Oberhausen (dpa/lnw) - Ein komplettes Kulturfestival mit mehr als 70 Veranstaltungen in einem orientalisch bemalten Zug, der quer durchs Ruhrgebiet rollt - unter dem Titel «Melez» (Mischling) macht die Ruhr.2010 im Oktober die kulturelle und nationale Vielfalt im Revier zum Thema.
Zwischen Duisburg und Dortmund leben Menschen aus rund 170 Ländern meist friedlich zusammen. Das rollende Programm mit Musik, Theater, Vorträgen, Filmen, und Gesprächsrunden präsentiert unter anderem die türkischen, griechischen, holländischen und polnischen Einflüsse in der Region. «Sarrazin will trennen, wir fragen nach Gemeinsamkeiten der Nationen», sagte Festivalchefin Asli Sevindim am Mittwoch bei der Programmpräsentation in Oberhausen.
Das Festival startet am 2. Oktober mit einer Stadtteilführung durch Duisburg-Marxloh - das Viertel ist durch seine europaweit einzigartige Zusammenballung von 52 türkischen Hochzeitsläden auf engstem Raum berühmt. Einen Tag später geht es in dem Zug, den 60- Bahnlehrlinge ehrenamtlich umgebaut und gold und türkis angemalt haben, auf die Reise durchs Revier - auf Nebenstrecken, die sonst nur Güterzüge befahren und mit jeweils unterschiedlichen Angeboten in jedem der fünf Waggons.

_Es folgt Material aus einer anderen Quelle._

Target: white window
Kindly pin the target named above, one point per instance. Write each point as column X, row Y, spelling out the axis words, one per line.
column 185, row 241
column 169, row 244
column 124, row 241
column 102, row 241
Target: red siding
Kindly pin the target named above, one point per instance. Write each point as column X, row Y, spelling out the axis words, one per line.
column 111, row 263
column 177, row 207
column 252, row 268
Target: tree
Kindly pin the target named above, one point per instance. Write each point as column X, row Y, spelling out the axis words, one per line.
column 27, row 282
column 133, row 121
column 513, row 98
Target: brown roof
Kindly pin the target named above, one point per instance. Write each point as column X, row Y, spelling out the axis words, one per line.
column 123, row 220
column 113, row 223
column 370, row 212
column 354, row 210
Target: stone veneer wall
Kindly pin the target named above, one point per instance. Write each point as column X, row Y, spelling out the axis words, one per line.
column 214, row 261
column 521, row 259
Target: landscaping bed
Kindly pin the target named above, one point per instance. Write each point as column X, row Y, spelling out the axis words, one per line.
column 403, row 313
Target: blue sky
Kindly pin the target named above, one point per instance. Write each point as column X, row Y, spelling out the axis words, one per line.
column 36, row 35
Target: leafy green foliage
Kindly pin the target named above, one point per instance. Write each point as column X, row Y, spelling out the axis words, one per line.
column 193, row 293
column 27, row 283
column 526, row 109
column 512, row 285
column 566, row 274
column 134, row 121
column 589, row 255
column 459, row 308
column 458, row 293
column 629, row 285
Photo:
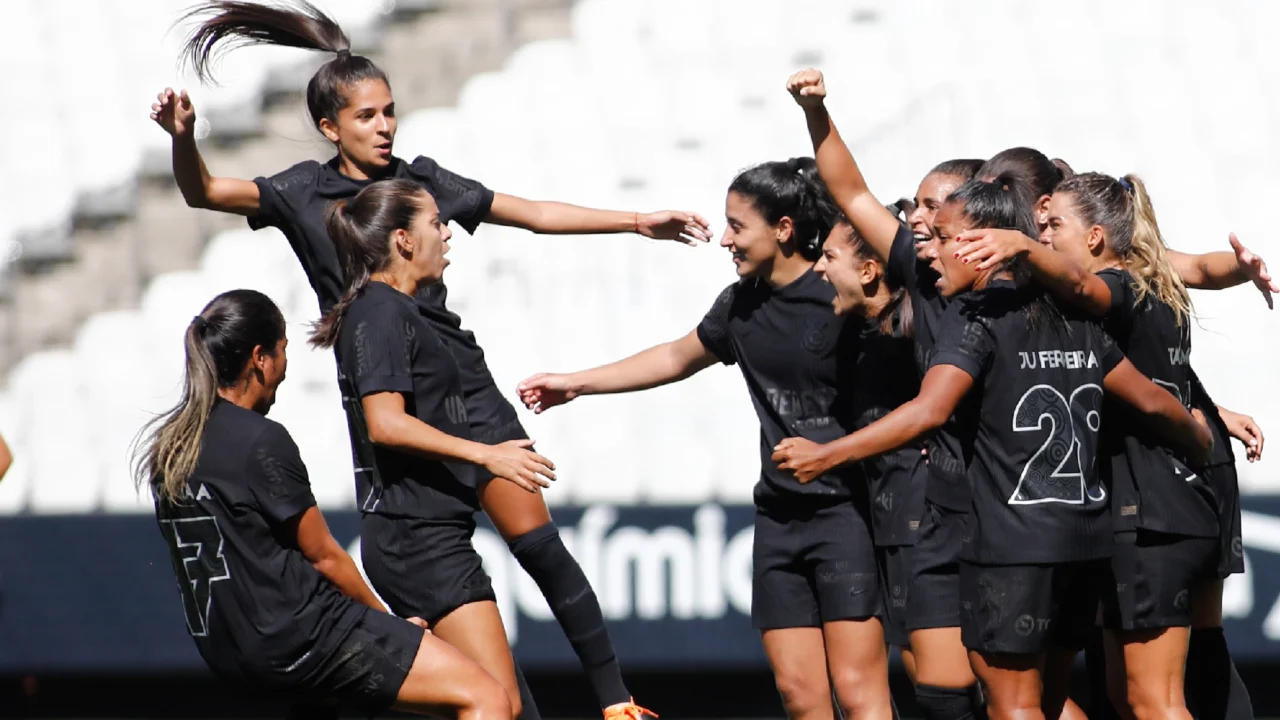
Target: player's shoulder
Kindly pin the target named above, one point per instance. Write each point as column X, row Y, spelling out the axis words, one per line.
column 296, row 178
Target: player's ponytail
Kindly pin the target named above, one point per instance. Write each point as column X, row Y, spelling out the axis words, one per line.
column 225, row 24
column 220, row 342
column 361, row 231
column 1148, row 258
column 1124, row 212
column 895, row 318
column 1006, row 203
column 1034, row 172
column 792, row 190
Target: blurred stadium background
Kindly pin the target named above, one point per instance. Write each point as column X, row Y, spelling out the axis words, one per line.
column 634, row 104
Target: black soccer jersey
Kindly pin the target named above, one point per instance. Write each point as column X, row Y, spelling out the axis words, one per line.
column 799, row 360
column 945, row 486
column 1151, row 488
column 295, row 201
column 254, row 604
column 387, row 346
column 886, row 378
column 1038, row 376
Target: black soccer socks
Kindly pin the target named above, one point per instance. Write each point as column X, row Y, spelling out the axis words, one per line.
column 1214, row 688
column 947, row 703
column 543, row 555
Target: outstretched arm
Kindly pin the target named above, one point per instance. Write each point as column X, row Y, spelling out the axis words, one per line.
column 1162, row 410
column 839, row 171
column 329, row 559
column 177, row 115
column 941, row 392
column 561, row 218
column 661, row 364
column 1219, row 270
column 1066, row 279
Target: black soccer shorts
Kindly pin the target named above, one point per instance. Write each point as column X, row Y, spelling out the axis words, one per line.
column 813, row 565
column 1029, row 609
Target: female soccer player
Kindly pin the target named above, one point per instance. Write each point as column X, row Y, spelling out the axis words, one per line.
column 1040, row 527
column 1109, row 258
column 270, row 597
column 885, row 377
column 350, row 101
column 945, row 686
column 417, row 490
column 814, row 595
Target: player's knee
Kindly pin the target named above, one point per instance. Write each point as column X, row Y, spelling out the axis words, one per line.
column 860, row 691
column 1153, row 701
column 801, row 693
column 513, row 705
column 490, row 706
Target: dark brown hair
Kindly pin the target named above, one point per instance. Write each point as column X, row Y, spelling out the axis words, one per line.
column 1124, row 210
column 361, row 229
column 227, row 24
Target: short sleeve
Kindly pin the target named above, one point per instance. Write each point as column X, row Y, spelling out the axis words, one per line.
column 277, row 475
column 1107, row 351
column 713, row 331
column 901, row 265
column 380, row 350
column 461, row 200
column 965, row 342
column 1121, row 294
column 277, row 195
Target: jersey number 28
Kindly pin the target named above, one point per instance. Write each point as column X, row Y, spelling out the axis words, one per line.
column 1061, row 470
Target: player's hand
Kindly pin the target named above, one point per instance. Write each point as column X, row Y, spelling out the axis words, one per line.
column 544, row 391
column 984, row 249
column 808, row 89
column 689, row 228
column 805, row 459
column 1244, row 429
column 516, row 463
column 1256, row 269
column 174, row 113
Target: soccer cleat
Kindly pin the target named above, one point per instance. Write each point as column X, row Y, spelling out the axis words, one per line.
column 627, row 711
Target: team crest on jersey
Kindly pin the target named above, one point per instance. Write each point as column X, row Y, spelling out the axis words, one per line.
column 817, row 338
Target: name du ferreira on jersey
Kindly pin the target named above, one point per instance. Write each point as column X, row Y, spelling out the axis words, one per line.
column 1080, row 359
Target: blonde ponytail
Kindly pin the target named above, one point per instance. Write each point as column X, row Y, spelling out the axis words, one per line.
column 1147, row 260
column 169, row 445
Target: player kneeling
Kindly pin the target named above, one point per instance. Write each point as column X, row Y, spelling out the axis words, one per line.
column 270, row 598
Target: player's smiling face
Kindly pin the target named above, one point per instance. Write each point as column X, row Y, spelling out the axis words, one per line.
column 749, row 237
column 841, row 267
column 429, row 240
column 1068, row 233
column 929, row 196
column 954, row 276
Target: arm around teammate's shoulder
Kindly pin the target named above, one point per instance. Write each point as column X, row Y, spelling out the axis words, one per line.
column 1162, row 411
column 176, row 114
column 837, row 168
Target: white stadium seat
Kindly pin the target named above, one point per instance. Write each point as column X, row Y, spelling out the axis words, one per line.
column 645, row 105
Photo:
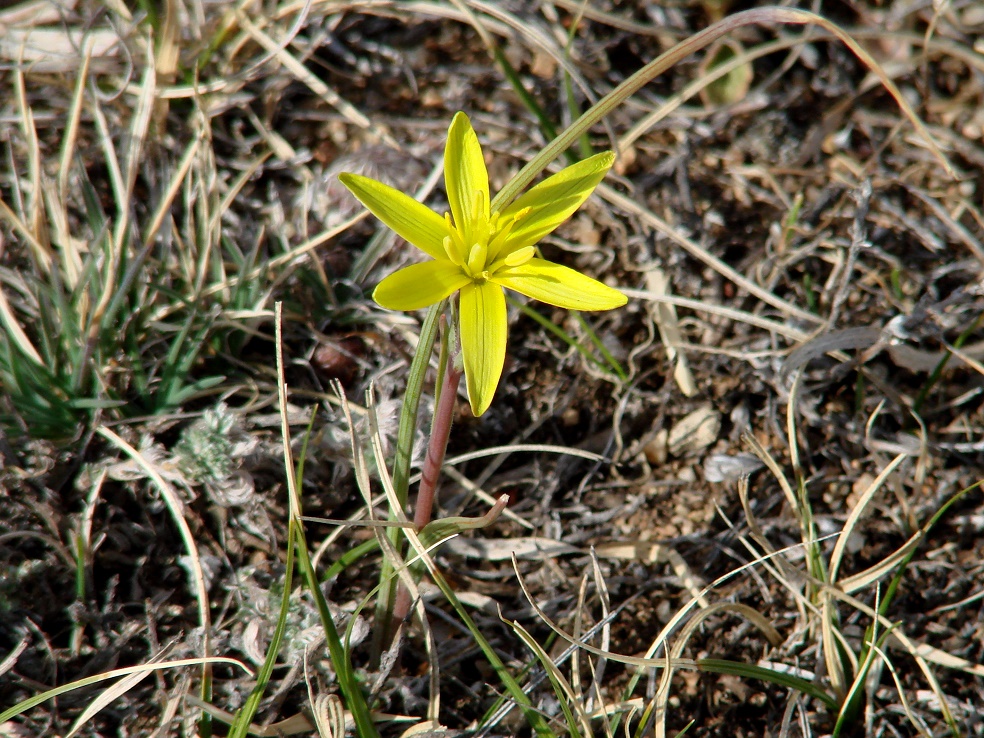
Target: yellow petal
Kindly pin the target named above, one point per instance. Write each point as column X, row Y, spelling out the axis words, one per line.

13 Zugfahrten auf unterschiedlichen Strecken durch das Ruhrgebiet sind geplant. Zum Abschluss gibt es ein viertägiges Fest in der Bochumer Jahrhunderthalle an einem 120 Meter langen Holztisch, der Bühne, Laufsteg und Esstisch zugleich wird.
Einige Beispiele aus dem Festivalprogramm: Im «Liebes-Express» schreiben, texten und singen Laien in nur 2,5 Stunden ein neues Liebeslied und führen es am Zielbahnhof auf. Das Polnische Institut geht im Salonwagen unter dem Motto «Tod in Breslau» auf Mördersuche und türkische Gastarbeiter aus den 60er und 70er Jahren erzählen, wie sie vor vielen Jahren - fast immer mit dem Zug - im Ruhrgebiet angekommen sind und hier Fuß gefasst haben.